Gostava. Sempre gostei do que eu fiz. Eu enxergava o futuro. Na profissão de office-boy eu vi uma porta de entrada para entrar no mercado financeiro. Para mim, era um processo natural de quem queria entrar ali. O Bradesco tinha (e tem até hoje) o processo de carreira fechada. Ninguém é contratado de fora para ocupar o lugar de quem está lá dentro. Se você vai crescendo lá dentro com as próprias pernas você não corre o risco de vir alguém e tomar o seu lugar. Com esse processo de carreira fechada eu vislumbrei que a porta de entrada seria o posto de office-boy e depois eu iria crescer. O segredo é gostar do que você faz. Outra coisa é não desistir nunca. Tem gente que no primeiro tropeço desiste. Você tem que ser persistente. Se você sabe o que quer, você tem que ser persistente. E tem que ter uma dose de ambição também. Uma ambição positiva, uma ambição de querer crescer. Costumo dizer que não trabalho pela minha família. Nunca trabalhei. Trabalho por causa de mim, porque sei que não me sentiria bem se não pudesse dar um bom estudo para os meus filhos. Outra coisa: não dá mais para ser clínico geral. Quando você tem dor de estômago, você procura um especialista. E as empresas, a economia estão adquirindo uma tal complexidade que se você não se especificar, você tem muita chance de errar. Se especificar não significa entender só daquele assunto, ter uma cultura múltipla em prol de um objetivo único.

- Hoje os seus filhos estudam aonde?

No Porto Seguro do Morumbi (em São Paulo).

- O senhor lembra o nome da primeira escola do senhor?

José Liberati.

- O senhor acha que teria as mesmas chances que teve na vida se tivesse nascido num país que não o Brasil?

Para ser honesto, eu teria chances num outro país. Mas o crescimento seria muito mais lento. Essa chance que eu tive aqui no Brasil eu não teria num país desenvolvido, não. Acho que o Brasil é um país que dá muita oportunidade para as pessoas crescerem. Basta você encontrar um caminho certo e seu pai e sua mãe olharem por você de alguma forma. Obviamente se o teu pai sempre te deixa numa situação desfavorável é mais difícil. Então acho que os pais têm que ter esse discernimento de dar o primeiro empurrão. Não sei o que seria de mim se a minha mãe não tivesse me colocado no Bradesco. Você encontra pessoas que conseguem construir uma vida e o pai e a mãe não deram um empurrão. Tem gente que era engraxate e conseguiu se virar. O Brasil dá oportunidade. O capitalismo tem essa característica positiva. Ele te dá chance, te deixa crescer. Obviamente, se a pessoa nasce num berço esplêndido ela tem mais chance de crescer por um lado. Por outro, às vezes ela se acomoda porque os pais já fizeram tudo que tinha que ser feito. Não tenho a menor intenção que meus filhos me sucedam na empresa. Quero que eles façam o que eles gostem. Não posso querer que eles sejam meus sucessores. O mais velho por exemplo tem muito interesse em história, filosofia. Mas não estou preocupado, não. Às vezes me perguntam o que é ter sucesso na vida. Para mim não é ser rico, ter dinheiro, não que é ter sucesso na vida. É ser feliz.
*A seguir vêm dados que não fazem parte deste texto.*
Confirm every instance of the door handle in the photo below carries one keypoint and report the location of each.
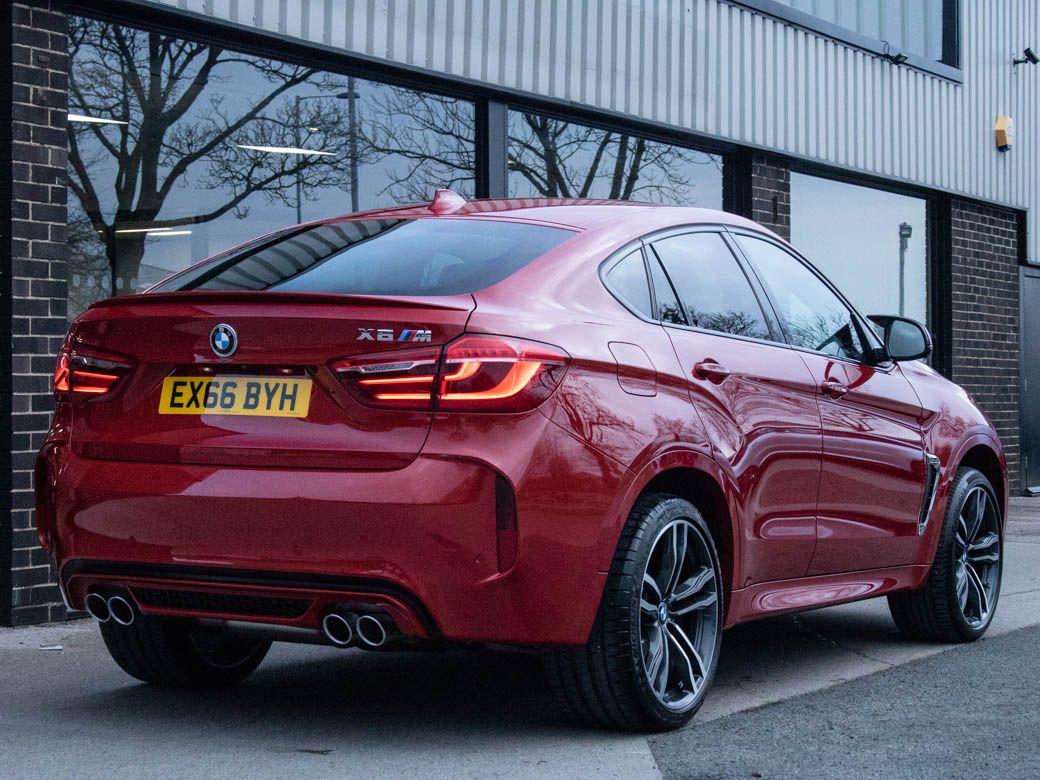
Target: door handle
(833, 388)
(709, 369)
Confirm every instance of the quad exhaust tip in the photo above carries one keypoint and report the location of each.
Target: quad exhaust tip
(338, 628)
(97, 607)
(121, 609)
(115, 608)
(373, 630)
(345, 628)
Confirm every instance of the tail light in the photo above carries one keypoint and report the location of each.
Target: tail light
(88, 373)
(403, 379)
(473, 373)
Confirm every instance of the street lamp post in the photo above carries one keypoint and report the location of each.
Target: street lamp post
(351, 95)
(906, 230)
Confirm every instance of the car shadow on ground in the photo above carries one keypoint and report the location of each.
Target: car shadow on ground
(452, 693)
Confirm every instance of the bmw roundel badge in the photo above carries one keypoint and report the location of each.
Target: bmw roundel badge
(224, 340)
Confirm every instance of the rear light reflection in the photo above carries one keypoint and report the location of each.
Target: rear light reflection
(87, 373)
(475, 373)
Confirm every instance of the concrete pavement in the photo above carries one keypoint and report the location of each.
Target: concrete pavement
(320, 712)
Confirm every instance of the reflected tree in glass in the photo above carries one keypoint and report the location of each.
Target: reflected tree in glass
(431, 138)
(167, 125)
(554, 158)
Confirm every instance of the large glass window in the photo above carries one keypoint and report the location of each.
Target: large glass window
(553, 158)
(715, 291)
(813, 316)
(868, 242)
(179, 150)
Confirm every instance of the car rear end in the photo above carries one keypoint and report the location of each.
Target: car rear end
(308, 425)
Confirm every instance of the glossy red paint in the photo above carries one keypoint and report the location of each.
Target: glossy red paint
(814, 497)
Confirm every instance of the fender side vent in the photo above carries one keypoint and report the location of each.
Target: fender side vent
(505, 522)
(931, 486)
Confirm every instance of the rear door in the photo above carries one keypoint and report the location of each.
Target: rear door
(755, 396)
(874, 468)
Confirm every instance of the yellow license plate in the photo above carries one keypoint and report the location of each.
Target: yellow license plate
(259, 396)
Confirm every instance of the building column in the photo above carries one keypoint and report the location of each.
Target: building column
(984, 261)
(770, 202)
(34, 57)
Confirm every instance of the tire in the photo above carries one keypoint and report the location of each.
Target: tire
(607, 681)
(947, 607)
(173, 653)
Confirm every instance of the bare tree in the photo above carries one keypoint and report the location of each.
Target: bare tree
(175, 122)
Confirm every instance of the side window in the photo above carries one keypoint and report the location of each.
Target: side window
(715, 291)
(668, 303)
(814, 317)
(627, 279)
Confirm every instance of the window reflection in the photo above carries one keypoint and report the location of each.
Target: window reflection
(713, 288)
(859, 237)
(553, 158)
(179, 150)
(813, 316)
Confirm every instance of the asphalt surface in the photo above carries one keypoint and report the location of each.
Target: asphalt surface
(833, 692)
(967, 713)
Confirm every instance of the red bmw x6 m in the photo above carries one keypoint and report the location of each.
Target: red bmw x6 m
(607, 431)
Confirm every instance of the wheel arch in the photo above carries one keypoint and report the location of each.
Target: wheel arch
(701, 490)
(699, 479)
(985, 459)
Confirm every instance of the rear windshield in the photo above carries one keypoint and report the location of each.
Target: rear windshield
(378, 257)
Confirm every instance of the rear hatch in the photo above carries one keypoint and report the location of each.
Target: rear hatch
(239, 360)
(281, 339)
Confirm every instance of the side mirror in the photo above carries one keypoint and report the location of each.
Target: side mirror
(905, 338)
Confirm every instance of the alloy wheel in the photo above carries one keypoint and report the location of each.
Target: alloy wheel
(678, 614)
(977, 554)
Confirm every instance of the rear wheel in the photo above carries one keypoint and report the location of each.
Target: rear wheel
(179, 654)
(959, 598)
(652, 652)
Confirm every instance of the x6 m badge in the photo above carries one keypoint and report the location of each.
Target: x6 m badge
(389, 334)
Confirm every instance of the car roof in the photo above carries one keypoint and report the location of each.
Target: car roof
(569, 212)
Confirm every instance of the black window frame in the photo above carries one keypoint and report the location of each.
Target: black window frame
(949, 67)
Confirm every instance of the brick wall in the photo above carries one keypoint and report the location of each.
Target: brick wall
(771, 193)
(32, 189)
(984, 257)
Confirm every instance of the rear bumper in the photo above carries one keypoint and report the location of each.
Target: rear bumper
(419, 542)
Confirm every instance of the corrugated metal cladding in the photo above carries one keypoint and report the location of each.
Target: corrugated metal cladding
(717, 68)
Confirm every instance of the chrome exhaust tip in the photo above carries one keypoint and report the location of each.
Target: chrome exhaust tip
(338, 628)
(373, 630)
(97, 607)
(121, 611)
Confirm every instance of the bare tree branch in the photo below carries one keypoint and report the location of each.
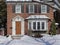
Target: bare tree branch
(47, 5)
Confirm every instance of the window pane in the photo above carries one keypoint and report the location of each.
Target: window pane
(31, 8)
(38, 25)
(34, 25)
(29, 25)
(43, 9)
(42, 25)
(18, 8)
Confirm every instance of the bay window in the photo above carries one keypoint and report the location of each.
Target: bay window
(43, 9)
(38, 25)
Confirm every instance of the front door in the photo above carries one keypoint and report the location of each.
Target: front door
(18, 27)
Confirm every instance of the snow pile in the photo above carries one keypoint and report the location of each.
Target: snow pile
(25, 40)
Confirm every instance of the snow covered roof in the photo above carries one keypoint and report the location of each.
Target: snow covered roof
(37, 17)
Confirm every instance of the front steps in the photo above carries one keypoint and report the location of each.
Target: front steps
(16, 36)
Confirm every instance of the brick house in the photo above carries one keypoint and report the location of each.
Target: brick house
(24, 15)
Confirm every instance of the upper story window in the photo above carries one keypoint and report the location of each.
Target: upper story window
(31, 8)
(18, 9)
(43, 9)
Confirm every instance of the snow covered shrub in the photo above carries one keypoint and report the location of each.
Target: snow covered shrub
(53, 28)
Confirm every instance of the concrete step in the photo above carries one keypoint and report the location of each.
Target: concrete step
(16, 36)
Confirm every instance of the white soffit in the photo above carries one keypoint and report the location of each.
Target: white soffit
(38, 17)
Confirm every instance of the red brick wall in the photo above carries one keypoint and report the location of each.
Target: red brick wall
(10, 15)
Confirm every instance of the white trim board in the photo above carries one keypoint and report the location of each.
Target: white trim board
(17, 18)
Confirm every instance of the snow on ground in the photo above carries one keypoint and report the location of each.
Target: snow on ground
(27, 40)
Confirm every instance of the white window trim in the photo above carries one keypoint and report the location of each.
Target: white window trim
(45, 25)
(16, 8)
(30, 7)
(45, 8)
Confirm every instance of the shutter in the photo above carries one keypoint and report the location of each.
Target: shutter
(27, 8)
(48, 9)
(35, 8)
(39, 8)
(13, 8)
(22, 8)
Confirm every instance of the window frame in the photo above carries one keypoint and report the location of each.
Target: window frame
(30, 8)
(45, 25)
(17, 6)
(45, 7)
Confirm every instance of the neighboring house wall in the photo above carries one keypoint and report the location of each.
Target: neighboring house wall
(11, 15)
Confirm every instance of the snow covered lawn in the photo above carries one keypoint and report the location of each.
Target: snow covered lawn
(27, 40)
- O senhor já passou necessidade na vida?

Nós tínhamos que disputar o último pedaço de bife. Fome eu não passei, mas faltava sobremesa, às vezes comia um pouco menos. Luxo a gente não tinha nenhum. Pelo contrário: a luz era cortada, a água era cortada. A gente passava vergonha. Imagina o que é ter a luz cortada aos doze anos. Os vizinhos ficavam comentando. A gente ficava morto de vergonha. Lembro que a minha irmã mais velha ia casar e três ou quatro dias antes ela estava recebendo as pessoas em casa para entregar os convites e cortaram a luz de casa. Foi muito ruim.